Следует различать урук-хайев Саурона и Сарумана. Урук-хайи Саурона описываются как крупные орки, ростом почти с человека, с тёмной кожей. Каких-либо других особенностей не приводится. Скорее всего, Саурон вывел своих урук-хайев методом селекции — отбирая наиболее крупных и сильных орков. Урук-хайи Сарумана значительно отличаются от всех остальных орков внешним видом — они более всех орков похожи на людей, кроме того, предпочитают пользоваться человеческим оружием. Судя по рассыпанным в тексте трилогии намёкам, Саруман скрестил обычных орков с людьми и назвал их урук-хайями в подражании Саурону. Говорится о том, что Саруман мог найти древние манускрипты, в которых упоминалось, что в Первую Эпоху слуги Моргота пытались проводить эксперименты по скрещиванию людей и орковК:Википедия:Статьи без источников (тип: не указан)[источник не указан 3026 дней]. Также стоит отметить, что при создании армии урук-хай Саруман, очевидно, ввёл некие стандарты касательно обмундирования и вооружения своих солдат. В фильмах можно заметить, что их доспехи все сделаны примерно по одному образцу, то же касается и вооружения: это в основном длинные копья, прямые широкие палаши и крепкие щиты. К тому же в армии Сарумана заметны первые признаки разделения на роды войск: рядовая пехота, кавалерия (орки-разведчики верхом на варгах), лучники, тяжёлые стрелки (занимались ведением огня из осадных орудий), бомбардиры (именно они закладывали пороховые заряды в водосток под крепостной стеной Хельмовой Пади), берсерки (или штурмовики) — при штурмах, например, стен они взбирались на них первыми и своими длинными, тяжёлыми мечами «расчищали» пространство для лезущих следом бойцов. Всего этого не было в армии Саурона; наверное, во всей его армии нельзя сыскать двух орков, вооружённых и обмундированных одинаково. С другой стороны, у Саурона тоже была кавалерия — орки верхом на варгах и легионеры-харадримы на боевых слонах, — а также своя версия тяжёлой пехоты — тролли, закованные в мощные латы и вооружённые боевыми молотами.

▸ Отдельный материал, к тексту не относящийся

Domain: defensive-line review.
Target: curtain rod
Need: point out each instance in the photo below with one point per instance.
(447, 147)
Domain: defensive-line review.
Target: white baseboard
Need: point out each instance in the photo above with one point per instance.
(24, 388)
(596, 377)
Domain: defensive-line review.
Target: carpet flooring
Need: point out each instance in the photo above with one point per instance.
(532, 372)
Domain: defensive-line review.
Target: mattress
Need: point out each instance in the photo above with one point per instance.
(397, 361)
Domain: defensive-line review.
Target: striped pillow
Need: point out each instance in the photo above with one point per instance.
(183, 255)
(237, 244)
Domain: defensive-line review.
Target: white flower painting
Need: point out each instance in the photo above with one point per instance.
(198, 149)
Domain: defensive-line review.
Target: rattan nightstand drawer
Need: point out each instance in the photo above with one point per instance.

Стоит отметить, что несмотря на постоянно упоминаемую в текстах уродливость орков, видимо, внешне они не так сильно отличались от людей, эльфов и хоббитов: энт Фангорн первоначально путает хоббитов с мелкими орками; орки, марширующие в военный лагерь в Мордоре, принимают Фродо и Сэма за своих солдат; Финрод Фелагунд маскирует себя, Берена и нескольких эльфов под видом орков, и никто не может заметить подлог.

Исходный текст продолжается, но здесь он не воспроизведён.